Git のコミットを遡ってみると初めてのコミットは2019年1月でした。
Flutter のバージョン1.0 がリリースされたのが2018年12月なのでバージョン 1.0 がリリースされてすぐにFlutter をプロダクションに採用しているので、弊社は比較的Flutter の採用が早かった会社ではないでしょうか。
今回開発したのは弊社の主要事業である漫画全巻ドットコムのモバイルアプリです。
漫画全巻ドットコムとはECサイトで鬼滅の刃なら1~23巻の23巻セットで、ワンピースなら1~101巻の101巻セットで全巻をまとめ買いができるサービスです。
漫画全巻ドットコムでは受注から出荷までワンストップで行われており、漫画は東京の本社に併設されている倉庫から発送されています。
今回は本サービスの紙の漫画を購入できるアプリを開発したことについてお話します。
また本サービスでは電子書籍も取り扱っており、電子書籍のリーダーアプリもFlutter で開発しリリースしていますが今回は触れません。
もしかするともうひとりのアプリエンジニアがアドベントカレンダーで書いてくれるかもしれないので良かったら株式会社TORICO Advent Calendar 2021 をチェックしてみてください!
アプリについて
今回の記事ではサンプルコードは少なめです。
CI/CD, マルチパッケージ、Flutter のバージョン管理に関しては別で記事を書いていますので、約3年間Flutter で開発してきてのあれやこれや を確認してください。
まだ実際のコードを掻い摘んで掲載してる為、多少おかしいと感じる箇所があるかも知れませんがご了承ください。
Flutter を採用した理由
このアプリを開発するという話を聞いたときにネイティブアプリとして作る話は全く出てこなかったと記憶しています。CTOから開発の話を聞いたときにはもちろんFlutter だよね!といった感じで話が進んでいたはずです。
上でも述べましたが、このアプリの開発が決定するまでにすでにFlutter 製のアプリが3つリリースされていたため私自身もFlutter を採用することに不安はありませんでした。

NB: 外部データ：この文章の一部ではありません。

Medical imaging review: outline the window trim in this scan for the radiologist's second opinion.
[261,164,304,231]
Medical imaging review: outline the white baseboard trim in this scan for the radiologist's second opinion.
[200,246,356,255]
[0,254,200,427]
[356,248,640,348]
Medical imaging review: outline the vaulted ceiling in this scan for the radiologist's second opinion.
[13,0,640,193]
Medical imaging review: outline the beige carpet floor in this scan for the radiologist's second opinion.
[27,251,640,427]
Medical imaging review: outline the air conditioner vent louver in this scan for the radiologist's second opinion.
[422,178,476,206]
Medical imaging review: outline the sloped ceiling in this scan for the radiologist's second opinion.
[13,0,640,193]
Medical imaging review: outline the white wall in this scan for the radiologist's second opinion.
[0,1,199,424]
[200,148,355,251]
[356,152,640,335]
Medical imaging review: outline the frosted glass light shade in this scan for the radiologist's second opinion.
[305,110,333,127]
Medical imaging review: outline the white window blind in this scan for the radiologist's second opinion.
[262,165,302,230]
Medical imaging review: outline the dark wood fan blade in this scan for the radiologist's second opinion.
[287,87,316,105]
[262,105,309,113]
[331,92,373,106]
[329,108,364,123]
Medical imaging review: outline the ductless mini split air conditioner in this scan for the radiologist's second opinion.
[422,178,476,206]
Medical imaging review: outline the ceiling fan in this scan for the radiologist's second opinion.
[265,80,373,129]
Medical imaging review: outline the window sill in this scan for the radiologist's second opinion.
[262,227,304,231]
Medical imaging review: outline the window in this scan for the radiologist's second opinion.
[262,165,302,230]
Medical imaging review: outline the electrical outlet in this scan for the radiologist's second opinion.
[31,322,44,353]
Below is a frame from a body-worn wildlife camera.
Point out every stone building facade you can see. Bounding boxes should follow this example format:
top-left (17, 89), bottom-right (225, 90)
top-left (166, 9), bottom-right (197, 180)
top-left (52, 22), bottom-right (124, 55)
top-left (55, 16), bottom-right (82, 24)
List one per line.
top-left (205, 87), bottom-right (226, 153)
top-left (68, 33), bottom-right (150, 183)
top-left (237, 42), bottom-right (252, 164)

またECアプリということもあり、OS固有の機能(LiDARスキャナやセンサーなど)を使用することはなく、Flutter(Dart) で機能要件を満たせているということもFlutter を採用する決め手ではないでしょうか。
アプリの構成について
このアプリはFirebase などのmBaas などで作っているわけではなく、サーバーサイドはPython とPHP で実装されており、WebAPIでリクエストするようになっています。
HttpClient はdio
を使用しており、json_serializable
でJSON をクラスに変換しています。
Firebaseで作っているわけではないと書きましたが、Firebaseを全く使っていないわけではなくて、FCMやAnalytics、In-App Messaging,、RemoteConfig などはもちろん利用しています。
状態管理について
Flutter の記事を見ているとまだまだ状態管理についての記事が多く、この記事を読んでいる方もこのサービスではどの状態管理のライブラリーを使用しているのかと気になっている方が多いのではないでしょうか?
Provider を使用しており、StateNotifierを組み合わせてProvider
+ StateNotifier
+ freezed
で開発しています。
Riverpod の記事を読めると期待されていた方はすみません...
Provider を採用した理由ついてですが、このアプリの開発初期段階ですでにRiverpod v0.8.0
がリリースされており、Riverpod を選択するということも可能でした。
しかし、開発チーム内にアプリの開発だけを行う専任のメンバーが居るわけではなく、色々なメンバーが開発する可能性があったため情報も多く、弊社の他のアプリでも使われているという理由でProvider を採用しました。
Provider の使い方としてはごく普通の使い方で、1ページ、1コントローラー(Provider) なページがほとんどです。コントローラーに処理が多くなると適切に切り分けコントローラーの数が1 + α になることもあります。
設計について
デザインパターンとしてはRepository パターンを採用しています。
ほとんどの処理はサーバーサイドに寄せているので、アプリでは最低限の処理しか行わないので最低限秩序を保ちつつ開発速度などを考慮してRepositoryパターンを採用しました。
リポジトリの扱い方ですが、全てのリポジトリはProvider で提供しており、ツリーの下部にあるService やController から使えるようになっています。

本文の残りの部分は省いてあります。